2023 AIChE Annual Meeting

(362n) Spin-Ising Potts Model for Network Structure Prediction in Regular Arrays of Engineered Nanoparticles

Authors

Hernandez, R., Georgia Institute of Technology
Polymer linked nanoparticle networks have various applications in drug delivery, flexible electronics, and new computing materials. Revealing the mechanism of polymer network formation between nanoparticles is critical to developing high performance soft materials. I will present a three states Spin-Ising Potts model capable of predicting the network structure in regular arrays of polymer linked engineered nanoparticles (ENPs). Both Monte-Carlo (MC) simulation and mean-field theory (MFT) methods are used to solve the Potts model. I will show that MFT and MC simulations of our Potts model are in good agreement in describing the thermodynamics of its network connections for three different types of ENP regular arrays, viz. 2D square, 2D hexagonal, and 3D cubic.

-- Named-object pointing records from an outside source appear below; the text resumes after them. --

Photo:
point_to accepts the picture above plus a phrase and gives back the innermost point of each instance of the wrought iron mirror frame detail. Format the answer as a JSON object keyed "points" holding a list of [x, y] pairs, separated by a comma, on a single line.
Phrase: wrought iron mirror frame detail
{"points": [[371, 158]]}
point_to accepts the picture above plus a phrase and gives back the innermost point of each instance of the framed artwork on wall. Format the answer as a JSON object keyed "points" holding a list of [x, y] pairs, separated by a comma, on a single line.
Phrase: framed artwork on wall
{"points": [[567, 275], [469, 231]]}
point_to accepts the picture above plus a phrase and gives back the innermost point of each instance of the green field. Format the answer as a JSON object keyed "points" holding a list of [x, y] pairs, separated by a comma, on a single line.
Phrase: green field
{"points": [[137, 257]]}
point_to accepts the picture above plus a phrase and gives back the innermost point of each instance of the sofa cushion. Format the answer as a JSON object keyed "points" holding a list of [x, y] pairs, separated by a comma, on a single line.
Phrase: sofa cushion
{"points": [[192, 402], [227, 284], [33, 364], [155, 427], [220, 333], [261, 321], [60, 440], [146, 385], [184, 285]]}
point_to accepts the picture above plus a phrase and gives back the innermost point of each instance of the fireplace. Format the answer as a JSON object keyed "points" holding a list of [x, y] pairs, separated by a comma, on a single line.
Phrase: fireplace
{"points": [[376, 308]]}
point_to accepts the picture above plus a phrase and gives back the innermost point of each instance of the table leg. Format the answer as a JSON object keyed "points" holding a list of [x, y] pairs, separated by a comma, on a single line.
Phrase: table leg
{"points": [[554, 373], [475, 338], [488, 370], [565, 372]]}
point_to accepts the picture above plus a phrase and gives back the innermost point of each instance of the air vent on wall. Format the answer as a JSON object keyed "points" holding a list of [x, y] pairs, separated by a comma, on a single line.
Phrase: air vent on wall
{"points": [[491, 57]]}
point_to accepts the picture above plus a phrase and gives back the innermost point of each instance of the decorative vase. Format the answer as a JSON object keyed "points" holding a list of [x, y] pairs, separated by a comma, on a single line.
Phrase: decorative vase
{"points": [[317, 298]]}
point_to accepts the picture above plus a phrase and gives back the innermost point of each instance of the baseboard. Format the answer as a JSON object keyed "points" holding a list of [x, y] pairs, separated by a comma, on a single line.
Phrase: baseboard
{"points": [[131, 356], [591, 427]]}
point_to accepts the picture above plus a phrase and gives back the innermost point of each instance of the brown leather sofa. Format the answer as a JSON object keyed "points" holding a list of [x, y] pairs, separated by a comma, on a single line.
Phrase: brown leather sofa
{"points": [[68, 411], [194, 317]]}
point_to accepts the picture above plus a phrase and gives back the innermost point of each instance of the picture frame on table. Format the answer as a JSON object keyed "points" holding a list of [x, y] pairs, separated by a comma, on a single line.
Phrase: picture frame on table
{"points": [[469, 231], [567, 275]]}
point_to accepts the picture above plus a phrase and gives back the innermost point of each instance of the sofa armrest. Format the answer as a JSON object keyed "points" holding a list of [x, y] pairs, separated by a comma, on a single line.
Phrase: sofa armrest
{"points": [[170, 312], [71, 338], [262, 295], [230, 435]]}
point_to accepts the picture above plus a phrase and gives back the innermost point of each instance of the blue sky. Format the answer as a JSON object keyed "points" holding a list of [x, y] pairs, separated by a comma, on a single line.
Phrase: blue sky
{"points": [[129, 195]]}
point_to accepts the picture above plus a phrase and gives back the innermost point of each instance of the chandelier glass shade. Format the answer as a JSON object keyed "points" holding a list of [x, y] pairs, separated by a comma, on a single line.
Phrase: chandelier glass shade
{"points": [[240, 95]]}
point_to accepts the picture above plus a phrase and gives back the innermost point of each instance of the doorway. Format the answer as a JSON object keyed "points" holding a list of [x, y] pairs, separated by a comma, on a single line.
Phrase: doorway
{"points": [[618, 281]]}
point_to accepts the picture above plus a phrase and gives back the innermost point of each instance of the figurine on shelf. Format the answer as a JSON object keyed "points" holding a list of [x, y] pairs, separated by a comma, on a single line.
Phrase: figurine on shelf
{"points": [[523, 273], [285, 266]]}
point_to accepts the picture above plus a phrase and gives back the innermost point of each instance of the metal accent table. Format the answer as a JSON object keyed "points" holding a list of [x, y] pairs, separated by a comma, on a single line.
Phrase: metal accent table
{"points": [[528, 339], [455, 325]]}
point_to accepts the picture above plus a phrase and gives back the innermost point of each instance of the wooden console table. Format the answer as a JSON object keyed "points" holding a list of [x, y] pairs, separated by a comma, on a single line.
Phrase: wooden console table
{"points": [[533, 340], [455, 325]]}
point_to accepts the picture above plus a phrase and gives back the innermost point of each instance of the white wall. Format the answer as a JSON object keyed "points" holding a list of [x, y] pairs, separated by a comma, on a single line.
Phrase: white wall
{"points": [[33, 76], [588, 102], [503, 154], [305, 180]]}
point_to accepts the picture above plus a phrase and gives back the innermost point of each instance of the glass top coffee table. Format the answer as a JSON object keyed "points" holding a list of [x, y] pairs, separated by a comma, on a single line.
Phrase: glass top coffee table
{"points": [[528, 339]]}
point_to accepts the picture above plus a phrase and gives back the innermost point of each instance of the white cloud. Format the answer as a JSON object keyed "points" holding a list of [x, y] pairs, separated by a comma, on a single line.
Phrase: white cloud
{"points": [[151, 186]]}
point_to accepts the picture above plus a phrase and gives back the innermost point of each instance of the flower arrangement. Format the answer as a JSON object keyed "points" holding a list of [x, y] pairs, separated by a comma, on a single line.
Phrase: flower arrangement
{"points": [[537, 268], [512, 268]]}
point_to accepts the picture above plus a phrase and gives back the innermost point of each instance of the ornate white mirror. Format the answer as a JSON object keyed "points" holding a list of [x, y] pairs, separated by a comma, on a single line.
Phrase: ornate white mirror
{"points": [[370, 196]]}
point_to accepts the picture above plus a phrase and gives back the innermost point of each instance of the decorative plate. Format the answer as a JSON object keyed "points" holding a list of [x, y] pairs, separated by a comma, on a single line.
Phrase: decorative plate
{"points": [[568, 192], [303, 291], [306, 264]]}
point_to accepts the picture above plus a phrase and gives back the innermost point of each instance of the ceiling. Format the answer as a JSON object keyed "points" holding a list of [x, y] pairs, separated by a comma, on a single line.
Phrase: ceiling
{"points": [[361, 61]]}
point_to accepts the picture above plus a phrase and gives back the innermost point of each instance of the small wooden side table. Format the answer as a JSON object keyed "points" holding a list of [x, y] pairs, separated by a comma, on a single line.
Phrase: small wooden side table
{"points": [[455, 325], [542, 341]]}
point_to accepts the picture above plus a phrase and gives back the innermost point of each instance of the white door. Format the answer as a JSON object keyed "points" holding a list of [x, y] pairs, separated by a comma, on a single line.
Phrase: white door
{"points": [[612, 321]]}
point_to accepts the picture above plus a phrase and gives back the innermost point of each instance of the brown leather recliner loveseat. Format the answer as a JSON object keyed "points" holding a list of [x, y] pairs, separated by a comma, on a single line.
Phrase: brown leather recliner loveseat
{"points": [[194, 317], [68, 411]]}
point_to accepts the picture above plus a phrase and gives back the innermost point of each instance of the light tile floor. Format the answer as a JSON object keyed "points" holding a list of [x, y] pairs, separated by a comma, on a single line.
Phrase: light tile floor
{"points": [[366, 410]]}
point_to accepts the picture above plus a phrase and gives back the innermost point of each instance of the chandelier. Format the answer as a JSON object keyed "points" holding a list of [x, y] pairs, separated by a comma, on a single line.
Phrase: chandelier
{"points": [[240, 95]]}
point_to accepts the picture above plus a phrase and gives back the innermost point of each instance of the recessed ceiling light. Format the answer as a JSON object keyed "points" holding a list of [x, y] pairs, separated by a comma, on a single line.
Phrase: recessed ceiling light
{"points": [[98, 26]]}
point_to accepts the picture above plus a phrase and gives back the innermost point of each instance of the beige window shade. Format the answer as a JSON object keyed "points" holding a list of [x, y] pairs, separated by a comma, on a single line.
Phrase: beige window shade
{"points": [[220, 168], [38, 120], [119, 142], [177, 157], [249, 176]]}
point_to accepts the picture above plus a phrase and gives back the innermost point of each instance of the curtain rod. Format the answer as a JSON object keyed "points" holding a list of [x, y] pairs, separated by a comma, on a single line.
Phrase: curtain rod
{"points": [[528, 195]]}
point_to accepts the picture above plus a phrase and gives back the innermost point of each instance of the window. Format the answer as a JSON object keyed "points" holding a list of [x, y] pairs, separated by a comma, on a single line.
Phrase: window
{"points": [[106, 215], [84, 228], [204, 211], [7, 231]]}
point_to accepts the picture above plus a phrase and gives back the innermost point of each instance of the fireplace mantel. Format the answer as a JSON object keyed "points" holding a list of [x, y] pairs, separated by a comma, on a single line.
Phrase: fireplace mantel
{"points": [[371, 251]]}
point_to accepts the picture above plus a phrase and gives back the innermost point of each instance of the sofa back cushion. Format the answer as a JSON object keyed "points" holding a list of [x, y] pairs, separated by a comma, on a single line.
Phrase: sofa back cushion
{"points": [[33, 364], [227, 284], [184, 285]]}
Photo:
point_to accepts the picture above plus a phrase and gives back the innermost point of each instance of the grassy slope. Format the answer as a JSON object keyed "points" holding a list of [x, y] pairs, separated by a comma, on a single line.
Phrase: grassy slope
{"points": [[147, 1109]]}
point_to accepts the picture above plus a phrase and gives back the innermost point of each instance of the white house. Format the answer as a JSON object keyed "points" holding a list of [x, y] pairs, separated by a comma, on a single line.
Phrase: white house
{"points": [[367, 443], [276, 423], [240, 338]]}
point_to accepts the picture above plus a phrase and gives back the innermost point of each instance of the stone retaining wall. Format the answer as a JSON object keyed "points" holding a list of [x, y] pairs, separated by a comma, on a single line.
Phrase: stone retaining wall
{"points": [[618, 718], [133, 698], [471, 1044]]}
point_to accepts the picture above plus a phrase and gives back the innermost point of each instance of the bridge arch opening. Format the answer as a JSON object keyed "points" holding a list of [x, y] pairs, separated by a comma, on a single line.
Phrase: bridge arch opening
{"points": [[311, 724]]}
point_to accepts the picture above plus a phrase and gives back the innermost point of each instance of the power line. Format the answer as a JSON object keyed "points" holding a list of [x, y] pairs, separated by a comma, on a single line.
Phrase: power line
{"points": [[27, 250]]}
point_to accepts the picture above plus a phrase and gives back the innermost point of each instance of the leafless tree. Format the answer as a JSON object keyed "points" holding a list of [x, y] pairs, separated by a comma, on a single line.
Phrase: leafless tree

The theoretical predictions from the Potts model are also compared with dissipative particle dynamics (DPD) simulations. At various temperatures, I will show agreement between the Potts DPD models in calculating the nearest neighbor links for these simple regular arrays with isotropic network structures. However, DPD simulations take much more computational resources and data analysis time to reach the equilibrium result. More importantly, our Potts model is capable of predicting network structures under an external E-field polarization, where the DPD model is not able to reach equilibrium.